Basics     Money Myths

"Fractional shares make investing cheaper."

POSTED ON MARCH 14, 2025    

The myth

Fractional investing has been gaining popularity in recent years as a way to invest on a modest budget, especially in global stocks.

It involves buying fractional shares, which are portions of 1 whole share of a company.

These shares can allow you to buy stocks even if you only have a small amount of money to invest.

Instead of purchasing an entire share or a board lot, you can buy a fractional share—allowing you to invest based on your budget rather than the stock's full price.

 

The reality

For Filipinos, fractional investing is currently only available for select global stocks via foreign brokerage services.

This can be a game changer if you’ve had your eye on the stocks of big companies but your investing budget is limited.

That’s because stocks of major companies, like US tech firms, can go for hundreds of dollars per share. Through fractional investing, you may be able to afford stocks that are otherwise too expensive for you to buy.

Some services may allow you to put in as little as $1 in fractional shares. However, there are costs to consider before doing fractional investing.
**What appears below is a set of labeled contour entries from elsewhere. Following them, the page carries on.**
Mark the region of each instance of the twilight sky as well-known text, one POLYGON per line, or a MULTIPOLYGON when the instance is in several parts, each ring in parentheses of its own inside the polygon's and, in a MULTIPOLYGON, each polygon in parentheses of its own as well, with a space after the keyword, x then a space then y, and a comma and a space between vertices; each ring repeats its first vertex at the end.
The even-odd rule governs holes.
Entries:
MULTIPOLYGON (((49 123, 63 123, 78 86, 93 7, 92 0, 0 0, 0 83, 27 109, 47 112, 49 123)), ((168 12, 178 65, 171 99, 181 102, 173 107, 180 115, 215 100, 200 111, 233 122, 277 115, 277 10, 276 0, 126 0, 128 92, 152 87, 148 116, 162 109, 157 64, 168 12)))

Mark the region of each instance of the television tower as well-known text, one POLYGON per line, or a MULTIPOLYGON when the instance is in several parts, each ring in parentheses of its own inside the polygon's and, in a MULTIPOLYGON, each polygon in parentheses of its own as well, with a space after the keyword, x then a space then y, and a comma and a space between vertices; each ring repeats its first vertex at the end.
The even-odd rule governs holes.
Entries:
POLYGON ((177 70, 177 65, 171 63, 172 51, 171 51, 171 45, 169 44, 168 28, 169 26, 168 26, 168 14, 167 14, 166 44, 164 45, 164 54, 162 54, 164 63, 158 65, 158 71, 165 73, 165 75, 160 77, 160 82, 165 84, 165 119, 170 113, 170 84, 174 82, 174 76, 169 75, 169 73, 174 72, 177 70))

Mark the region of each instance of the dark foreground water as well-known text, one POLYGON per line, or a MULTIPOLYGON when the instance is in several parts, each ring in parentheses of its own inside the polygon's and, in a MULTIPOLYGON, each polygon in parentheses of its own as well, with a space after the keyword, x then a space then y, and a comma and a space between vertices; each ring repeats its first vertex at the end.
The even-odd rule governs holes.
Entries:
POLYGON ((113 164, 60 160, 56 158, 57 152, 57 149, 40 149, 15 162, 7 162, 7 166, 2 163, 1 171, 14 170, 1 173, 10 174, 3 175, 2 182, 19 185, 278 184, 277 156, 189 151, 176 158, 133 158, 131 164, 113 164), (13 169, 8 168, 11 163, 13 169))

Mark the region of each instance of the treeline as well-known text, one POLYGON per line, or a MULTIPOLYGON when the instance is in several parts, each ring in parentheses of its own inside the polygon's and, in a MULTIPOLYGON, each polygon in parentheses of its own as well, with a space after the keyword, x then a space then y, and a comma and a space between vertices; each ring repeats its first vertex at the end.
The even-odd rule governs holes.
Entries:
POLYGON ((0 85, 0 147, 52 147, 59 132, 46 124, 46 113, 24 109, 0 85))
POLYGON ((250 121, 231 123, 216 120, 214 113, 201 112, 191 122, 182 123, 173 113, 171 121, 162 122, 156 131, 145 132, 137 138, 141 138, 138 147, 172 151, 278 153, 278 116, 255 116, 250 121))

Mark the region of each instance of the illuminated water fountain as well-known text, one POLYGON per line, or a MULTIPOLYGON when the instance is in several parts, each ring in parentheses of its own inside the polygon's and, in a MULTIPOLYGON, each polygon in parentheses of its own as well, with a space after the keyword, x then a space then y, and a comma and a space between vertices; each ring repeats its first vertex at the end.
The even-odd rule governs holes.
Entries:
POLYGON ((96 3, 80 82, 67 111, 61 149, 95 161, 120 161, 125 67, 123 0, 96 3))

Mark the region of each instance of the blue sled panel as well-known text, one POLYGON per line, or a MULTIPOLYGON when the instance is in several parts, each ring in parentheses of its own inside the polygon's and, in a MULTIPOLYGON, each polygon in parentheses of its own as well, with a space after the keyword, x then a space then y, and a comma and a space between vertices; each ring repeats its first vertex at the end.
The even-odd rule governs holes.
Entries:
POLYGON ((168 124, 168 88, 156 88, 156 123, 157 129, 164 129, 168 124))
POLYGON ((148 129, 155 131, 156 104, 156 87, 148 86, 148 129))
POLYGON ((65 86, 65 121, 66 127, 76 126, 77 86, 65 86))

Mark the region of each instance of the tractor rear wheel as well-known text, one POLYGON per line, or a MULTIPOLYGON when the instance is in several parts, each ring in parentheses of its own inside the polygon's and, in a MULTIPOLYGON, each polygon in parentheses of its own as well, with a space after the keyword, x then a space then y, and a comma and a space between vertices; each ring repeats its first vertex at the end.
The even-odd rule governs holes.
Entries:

To begin, you’ll likely need a dollar account to make transactions. Currency exchange may affect the value of your investing capital, potential earnings, and any fees you may need to pay.

Speaking of fees, you’ll have to consider the costs of buying and selling fractional shares. There may be fees for transferring money to your dollar account and funding your brokerage account.
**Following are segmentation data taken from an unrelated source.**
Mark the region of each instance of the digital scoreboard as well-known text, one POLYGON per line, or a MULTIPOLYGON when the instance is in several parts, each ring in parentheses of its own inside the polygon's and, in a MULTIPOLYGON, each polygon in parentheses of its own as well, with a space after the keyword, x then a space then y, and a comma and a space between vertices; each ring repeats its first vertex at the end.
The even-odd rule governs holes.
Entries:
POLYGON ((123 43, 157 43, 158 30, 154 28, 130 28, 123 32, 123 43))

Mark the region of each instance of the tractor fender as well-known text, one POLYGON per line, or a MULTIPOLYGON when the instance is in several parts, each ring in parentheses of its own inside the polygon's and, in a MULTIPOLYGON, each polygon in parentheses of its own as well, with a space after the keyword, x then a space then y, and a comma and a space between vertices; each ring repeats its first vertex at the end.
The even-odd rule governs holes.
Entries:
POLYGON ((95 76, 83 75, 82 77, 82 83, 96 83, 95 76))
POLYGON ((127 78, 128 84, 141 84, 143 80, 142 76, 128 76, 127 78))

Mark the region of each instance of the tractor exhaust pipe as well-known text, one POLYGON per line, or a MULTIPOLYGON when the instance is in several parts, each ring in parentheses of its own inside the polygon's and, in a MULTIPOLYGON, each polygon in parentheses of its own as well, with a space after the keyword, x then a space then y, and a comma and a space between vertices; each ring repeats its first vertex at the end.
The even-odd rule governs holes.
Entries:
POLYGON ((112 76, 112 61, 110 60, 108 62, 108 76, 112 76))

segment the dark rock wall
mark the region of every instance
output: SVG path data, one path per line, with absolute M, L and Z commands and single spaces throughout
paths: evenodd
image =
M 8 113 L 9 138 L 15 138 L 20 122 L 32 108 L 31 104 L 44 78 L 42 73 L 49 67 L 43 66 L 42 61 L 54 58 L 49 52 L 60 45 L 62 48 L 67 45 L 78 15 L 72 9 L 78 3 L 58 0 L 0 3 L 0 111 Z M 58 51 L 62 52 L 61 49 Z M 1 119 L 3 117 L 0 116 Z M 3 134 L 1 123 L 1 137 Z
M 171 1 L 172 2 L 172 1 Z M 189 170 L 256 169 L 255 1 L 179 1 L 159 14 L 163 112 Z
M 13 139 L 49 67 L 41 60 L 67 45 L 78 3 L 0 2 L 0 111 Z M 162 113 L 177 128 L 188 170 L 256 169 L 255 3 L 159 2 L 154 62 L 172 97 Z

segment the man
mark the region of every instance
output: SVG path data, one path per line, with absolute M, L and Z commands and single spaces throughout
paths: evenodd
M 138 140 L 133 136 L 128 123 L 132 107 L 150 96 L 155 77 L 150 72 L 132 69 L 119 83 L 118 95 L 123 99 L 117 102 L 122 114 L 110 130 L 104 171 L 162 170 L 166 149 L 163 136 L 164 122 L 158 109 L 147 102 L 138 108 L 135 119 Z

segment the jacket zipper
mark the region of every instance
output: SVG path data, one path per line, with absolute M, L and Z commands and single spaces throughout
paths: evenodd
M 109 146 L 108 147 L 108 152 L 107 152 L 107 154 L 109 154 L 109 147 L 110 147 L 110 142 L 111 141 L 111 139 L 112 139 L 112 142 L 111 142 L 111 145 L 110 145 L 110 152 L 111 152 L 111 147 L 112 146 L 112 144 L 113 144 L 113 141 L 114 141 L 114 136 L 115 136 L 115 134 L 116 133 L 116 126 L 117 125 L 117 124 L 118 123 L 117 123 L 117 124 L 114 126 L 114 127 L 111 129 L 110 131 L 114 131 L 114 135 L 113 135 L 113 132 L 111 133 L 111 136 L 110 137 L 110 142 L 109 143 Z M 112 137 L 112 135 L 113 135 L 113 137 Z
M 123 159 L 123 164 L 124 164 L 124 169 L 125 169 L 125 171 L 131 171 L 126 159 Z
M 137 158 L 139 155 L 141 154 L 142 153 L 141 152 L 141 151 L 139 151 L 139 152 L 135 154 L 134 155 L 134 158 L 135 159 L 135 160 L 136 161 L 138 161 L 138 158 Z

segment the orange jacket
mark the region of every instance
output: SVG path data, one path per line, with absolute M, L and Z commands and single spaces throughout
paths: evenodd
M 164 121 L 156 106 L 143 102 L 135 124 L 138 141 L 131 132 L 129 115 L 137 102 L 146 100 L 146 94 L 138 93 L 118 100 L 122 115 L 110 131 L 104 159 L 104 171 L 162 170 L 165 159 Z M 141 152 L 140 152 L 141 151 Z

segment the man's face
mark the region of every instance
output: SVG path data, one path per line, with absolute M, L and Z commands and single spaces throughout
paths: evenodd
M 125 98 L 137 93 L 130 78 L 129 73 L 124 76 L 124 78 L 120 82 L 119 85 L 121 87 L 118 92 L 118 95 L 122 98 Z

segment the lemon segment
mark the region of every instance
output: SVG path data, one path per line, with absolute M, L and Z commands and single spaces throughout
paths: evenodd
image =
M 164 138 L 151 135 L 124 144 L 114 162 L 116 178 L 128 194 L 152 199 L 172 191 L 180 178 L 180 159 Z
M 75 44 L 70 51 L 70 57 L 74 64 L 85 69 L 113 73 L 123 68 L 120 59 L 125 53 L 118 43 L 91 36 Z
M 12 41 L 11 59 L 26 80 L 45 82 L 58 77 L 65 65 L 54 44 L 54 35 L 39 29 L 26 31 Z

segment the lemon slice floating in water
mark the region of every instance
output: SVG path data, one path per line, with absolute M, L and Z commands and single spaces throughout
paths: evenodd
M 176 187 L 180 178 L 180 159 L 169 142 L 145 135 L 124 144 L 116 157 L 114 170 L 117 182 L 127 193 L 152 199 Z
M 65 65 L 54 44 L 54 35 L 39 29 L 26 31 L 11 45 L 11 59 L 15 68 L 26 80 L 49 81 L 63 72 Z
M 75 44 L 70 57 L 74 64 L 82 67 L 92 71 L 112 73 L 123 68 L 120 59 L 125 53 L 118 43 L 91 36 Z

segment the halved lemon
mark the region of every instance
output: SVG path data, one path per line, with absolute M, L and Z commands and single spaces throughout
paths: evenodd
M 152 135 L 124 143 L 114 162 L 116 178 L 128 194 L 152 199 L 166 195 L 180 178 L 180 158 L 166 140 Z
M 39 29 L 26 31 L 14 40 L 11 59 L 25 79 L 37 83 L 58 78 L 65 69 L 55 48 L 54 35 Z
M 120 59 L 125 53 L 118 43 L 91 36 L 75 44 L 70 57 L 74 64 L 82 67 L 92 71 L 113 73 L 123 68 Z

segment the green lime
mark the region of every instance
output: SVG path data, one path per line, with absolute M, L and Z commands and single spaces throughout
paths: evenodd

Brokers may also impose charges for transactions, commissions, withdrawals, and inactivity. The impact of these costs on your potential returns can vary depending on how often you’ll transact.
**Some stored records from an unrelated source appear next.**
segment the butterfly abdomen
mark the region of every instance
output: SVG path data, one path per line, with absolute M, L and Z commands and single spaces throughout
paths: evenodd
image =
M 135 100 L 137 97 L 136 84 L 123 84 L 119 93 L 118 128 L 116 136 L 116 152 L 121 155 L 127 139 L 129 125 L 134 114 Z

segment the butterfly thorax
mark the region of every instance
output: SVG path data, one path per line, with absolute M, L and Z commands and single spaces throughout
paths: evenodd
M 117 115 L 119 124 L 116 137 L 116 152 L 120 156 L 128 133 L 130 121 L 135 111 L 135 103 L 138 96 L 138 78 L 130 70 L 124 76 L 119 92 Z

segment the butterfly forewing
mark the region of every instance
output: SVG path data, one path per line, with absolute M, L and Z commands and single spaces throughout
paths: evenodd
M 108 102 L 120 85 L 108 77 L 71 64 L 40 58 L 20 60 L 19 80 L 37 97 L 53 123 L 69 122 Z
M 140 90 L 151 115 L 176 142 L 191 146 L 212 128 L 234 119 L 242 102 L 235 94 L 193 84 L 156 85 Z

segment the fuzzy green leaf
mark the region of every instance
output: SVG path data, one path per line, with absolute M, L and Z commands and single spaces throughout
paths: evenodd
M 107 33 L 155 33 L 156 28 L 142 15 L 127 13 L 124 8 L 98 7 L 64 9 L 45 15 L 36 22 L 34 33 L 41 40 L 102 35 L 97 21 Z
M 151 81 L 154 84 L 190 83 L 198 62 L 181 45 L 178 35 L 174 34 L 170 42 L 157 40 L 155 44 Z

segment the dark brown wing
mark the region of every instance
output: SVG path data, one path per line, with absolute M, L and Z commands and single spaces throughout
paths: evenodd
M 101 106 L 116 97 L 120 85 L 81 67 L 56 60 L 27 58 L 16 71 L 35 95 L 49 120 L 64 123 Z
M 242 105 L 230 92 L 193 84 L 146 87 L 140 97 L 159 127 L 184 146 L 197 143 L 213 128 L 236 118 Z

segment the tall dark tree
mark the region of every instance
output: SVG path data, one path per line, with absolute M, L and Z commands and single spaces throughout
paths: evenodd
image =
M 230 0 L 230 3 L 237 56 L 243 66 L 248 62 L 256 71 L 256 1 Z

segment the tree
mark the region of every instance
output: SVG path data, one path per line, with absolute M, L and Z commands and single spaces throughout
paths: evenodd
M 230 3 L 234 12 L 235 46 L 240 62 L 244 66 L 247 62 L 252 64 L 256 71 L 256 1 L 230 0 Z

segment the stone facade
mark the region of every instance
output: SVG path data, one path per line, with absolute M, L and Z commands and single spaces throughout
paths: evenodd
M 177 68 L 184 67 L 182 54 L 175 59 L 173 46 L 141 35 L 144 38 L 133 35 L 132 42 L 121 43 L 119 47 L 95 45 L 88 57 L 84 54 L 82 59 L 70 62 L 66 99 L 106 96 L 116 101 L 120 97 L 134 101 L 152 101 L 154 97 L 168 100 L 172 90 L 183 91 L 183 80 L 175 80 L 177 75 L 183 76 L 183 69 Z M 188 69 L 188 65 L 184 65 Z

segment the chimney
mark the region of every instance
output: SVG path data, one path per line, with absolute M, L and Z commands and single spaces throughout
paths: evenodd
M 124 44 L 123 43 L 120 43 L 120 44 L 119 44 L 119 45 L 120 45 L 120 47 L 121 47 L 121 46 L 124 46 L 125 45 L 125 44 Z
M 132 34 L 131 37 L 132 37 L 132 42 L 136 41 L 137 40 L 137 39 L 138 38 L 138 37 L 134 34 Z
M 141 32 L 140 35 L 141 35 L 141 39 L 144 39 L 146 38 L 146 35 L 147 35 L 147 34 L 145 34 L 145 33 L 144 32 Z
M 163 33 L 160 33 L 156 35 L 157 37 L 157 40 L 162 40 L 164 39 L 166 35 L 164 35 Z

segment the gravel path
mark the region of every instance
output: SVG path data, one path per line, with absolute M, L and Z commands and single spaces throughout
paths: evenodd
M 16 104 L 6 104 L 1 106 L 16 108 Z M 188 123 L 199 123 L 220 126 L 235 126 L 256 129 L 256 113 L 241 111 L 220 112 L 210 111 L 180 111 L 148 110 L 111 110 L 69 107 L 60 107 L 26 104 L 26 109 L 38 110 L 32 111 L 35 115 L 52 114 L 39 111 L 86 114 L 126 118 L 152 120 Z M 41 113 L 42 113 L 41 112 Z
If you’re an active investor and would buy and sell shares frequently, you may need to pay fees with each transaction.

This might be less of a concern if you’re a passive investor and plan to hold onto investments for a long time, and won’t need to transact as often.

You should check how these fees might affect you and whether they’ll eat into your returns.

 

Verdict: Mostly true.

Fractional investing lowers the minimum amount needed to start investing in global stocks. Though the cost of starting out is relatively low, there may be fees that could add up over time especially if you'll transact frequently.

When considering this option, calculate the associated costs to know if it’s truly a practical choice. Keep in mind that an investment’s price shouldn’t be the sole basis of your investing decisions.

Factors like your risk tolerance, goals, and diversification needs should also guide what you’ll do next.